Hall and others offer the following advice about how to improve physician-patient relationships, particularly with sicker patients:
1. Triage visits to allow more time with sicker patients.
"An important consideration in satisfaction, particularly with primary care providers, is the amount of time the patient feels they’re able to relay their concerns," notes Rosenthal. Setting aside more time for patients with poor health status "may allow more time for patient visits and for them to get everything they want to say on the table," he says.
Feeling pressed for time while trying to address the many concerns of sicker patients can contribute to physician dissatisfaction. And patients who feel they have unmet needs are more likely to rate their physicians lower or even to change physicians, Rosenthal says.
2. Make some social connection, however brief.
It is understandable why physicians make less light talk with patients who have grave health concerns. But they need to realize that making a personal connection with patients, however brief, alters the overall tone of the communication, says Roter.
"They should be well aware that they probably are engaging in a trade-off in which social amenities are giving way to a down-to-business brusqueness. It creates tension in the visit," she says.
In fact, Hall’s research indicates a causal link. "When there’s less social conversation, patients are less satisfied," she says.
Techniques to improve communication may be as simple as maintaining eye contact while talking to patients, shaking their hands when greeting them, and asking how they are dealing with the challenges the disease brings them in their daily lives.
"There are ways to make a patient feel human and valued without spending a long time having idle conversation the warmth of a greeting, trying to remember something about the patients so they know you know you’ve seen them before," advises Hall.
3. Consider the patients’ perspective of their health status.
Patients’ ratings of their own mental and physical health status differ significantly from the physicians’ ratings of them, Roter says.
"Patients who don’t have much wrong with them but are depressed or anxious downgrade their physical states," she says. "The opposite seems true with doctors. They weigh physical complaints much more heavily than the emotional."
Communication style is more closely linked to physicians’ rating of patient health status, she says. In others words, if the physician considers the patient to be in poor health, he or she will approach the visit in a more businesslike, biomedical, and less sociable manner.
To improve patient satisfaction, physicians should consider how patients are feeling about their health problems, says Roter. In fact, physicians may discover that the patients’ mental health status aren’t as good as they thought.
"They have to ask, What’s going on in your life, and how are you feeling?

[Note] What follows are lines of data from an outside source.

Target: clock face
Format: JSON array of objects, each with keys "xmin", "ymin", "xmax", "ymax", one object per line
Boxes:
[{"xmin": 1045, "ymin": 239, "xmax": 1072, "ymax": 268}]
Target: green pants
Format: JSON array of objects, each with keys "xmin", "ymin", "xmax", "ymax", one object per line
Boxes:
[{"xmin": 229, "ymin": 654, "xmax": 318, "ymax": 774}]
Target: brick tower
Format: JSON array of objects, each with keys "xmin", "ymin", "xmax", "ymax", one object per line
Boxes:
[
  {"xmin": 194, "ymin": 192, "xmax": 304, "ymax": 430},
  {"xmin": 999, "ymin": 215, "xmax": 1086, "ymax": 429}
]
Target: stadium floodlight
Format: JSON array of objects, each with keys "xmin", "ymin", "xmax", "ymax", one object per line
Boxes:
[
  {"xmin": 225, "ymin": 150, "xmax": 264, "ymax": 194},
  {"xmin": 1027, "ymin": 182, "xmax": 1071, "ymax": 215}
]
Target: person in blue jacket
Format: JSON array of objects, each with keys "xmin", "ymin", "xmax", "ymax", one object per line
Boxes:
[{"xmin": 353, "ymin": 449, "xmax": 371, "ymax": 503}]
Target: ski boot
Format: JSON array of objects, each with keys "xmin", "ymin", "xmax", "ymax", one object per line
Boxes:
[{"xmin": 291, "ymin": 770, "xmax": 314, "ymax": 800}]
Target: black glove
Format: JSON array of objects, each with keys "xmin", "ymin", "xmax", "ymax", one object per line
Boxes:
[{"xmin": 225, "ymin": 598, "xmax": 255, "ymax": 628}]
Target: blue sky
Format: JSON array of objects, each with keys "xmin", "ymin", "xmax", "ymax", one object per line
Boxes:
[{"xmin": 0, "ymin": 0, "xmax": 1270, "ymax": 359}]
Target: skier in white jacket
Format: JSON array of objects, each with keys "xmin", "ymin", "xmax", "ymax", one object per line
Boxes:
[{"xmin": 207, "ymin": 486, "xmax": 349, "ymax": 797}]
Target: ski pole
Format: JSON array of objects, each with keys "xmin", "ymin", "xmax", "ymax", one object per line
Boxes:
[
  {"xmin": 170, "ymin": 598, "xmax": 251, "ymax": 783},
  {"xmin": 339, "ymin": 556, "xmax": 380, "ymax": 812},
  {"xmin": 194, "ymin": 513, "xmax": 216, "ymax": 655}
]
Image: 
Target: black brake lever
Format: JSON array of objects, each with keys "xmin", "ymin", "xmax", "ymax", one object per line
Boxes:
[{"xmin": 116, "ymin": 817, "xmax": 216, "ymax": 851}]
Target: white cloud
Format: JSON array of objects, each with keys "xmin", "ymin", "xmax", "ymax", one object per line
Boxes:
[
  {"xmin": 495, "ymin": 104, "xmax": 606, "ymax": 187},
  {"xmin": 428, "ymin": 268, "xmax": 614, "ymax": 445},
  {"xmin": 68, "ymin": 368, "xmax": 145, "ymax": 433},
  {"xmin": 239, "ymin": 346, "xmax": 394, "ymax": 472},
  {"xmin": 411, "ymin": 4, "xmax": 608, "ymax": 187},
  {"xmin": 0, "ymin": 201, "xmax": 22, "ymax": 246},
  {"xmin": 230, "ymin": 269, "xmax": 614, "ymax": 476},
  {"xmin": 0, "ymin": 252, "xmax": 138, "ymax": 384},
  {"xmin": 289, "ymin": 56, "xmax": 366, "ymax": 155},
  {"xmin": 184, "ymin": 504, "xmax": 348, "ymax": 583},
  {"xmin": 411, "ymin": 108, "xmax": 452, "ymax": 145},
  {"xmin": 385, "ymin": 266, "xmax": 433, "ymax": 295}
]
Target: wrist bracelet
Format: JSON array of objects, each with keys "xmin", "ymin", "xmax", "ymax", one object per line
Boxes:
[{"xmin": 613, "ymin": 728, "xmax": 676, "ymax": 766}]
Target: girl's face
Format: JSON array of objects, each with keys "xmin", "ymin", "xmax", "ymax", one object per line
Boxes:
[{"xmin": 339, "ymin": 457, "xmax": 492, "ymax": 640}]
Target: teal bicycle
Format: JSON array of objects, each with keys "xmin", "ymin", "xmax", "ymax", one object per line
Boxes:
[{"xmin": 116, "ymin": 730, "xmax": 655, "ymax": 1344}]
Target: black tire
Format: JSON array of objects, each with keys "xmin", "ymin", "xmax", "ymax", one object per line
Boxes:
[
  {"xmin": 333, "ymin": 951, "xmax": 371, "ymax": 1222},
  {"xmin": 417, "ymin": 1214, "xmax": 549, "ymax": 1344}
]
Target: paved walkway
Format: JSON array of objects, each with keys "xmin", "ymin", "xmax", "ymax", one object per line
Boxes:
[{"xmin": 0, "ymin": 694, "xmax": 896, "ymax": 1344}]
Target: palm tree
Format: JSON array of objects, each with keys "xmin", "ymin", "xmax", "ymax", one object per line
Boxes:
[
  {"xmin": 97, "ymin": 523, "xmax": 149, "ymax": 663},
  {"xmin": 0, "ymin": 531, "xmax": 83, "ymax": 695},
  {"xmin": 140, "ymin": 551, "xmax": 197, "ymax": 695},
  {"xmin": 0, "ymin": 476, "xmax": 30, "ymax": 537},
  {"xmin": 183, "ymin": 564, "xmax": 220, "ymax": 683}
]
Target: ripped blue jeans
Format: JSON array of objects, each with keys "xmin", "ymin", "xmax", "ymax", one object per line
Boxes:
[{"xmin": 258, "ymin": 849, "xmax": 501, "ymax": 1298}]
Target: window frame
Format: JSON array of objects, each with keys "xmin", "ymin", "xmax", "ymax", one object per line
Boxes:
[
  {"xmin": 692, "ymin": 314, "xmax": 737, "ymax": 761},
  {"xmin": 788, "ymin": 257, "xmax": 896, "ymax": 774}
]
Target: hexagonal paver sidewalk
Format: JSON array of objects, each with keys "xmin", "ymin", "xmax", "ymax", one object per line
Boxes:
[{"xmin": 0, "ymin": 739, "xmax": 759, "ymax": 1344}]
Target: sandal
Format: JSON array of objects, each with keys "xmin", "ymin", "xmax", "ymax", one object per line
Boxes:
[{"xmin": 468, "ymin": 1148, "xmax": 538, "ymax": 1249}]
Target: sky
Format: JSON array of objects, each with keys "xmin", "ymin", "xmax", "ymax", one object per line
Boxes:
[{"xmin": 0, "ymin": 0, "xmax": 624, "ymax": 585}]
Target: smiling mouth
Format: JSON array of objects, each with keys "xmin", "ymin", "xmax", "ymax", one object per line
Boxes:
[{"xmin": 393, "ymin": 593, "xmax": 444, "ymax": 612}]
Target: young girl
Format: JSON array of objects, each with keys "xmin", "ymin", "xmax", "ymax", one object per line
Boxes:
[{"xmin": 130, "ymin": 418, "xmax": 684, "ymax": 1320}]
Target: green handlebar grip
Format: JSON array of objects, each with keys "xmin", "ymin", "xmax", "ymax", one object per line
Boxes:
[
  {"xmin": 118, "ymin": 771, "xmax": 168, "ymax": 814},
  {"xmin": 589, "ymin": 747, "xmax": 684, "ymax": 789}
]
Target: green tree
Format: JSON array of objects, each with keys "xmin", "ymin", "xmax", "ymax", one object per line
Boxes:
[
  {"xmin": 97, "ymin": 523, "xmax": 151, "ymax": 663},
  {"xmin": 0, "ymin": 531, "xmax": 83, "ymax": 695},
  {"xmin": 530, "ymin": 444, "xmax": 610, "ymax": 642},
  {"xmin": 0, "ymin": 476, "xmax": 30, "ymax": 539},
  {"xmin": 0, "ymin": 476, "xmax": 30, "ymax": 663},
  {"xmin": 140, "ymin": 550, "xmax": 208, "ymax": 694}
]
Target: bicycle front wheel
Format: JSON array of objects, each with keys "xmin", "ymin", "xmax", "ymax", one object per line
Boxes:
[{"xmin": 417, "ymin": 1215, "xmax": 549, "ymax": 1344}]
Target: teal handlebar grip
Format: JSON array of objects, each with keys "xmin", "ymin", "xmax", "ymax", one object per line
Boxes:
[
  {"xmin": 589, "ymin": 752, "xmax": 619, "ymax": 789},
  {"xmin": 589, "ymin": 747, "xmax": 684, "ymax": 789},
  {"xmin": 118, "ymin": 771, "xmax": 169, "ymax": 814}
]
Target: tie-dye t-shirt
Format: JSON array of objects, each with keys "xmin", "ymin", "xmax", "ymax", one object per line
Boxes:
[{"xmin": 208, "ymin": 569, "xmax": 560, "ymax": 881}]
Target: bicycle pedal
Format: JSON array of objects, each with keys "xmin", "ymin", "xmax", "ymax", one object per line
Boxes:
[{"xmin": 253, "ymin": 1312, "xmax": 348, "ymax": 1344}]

How are you coping with the day-to-day challenges?’" she says.
4. Address the patients’ expectations of their care.
"These are patients who probably have greater unmet needs, says Rosenthal.
Their health problems are more challenging, and physicians have more opportunities to fail to resolve their concerns, he says.
Asking patients what they expect from the visits and giving them greater choices in their treatment options can enhance satisfaction, communication experts say.
Reference
1. Hall et al. Patients’ health as a predictor of physician and patient behavior in medical visits. Medical Care 1996; 34:1,205-1,218.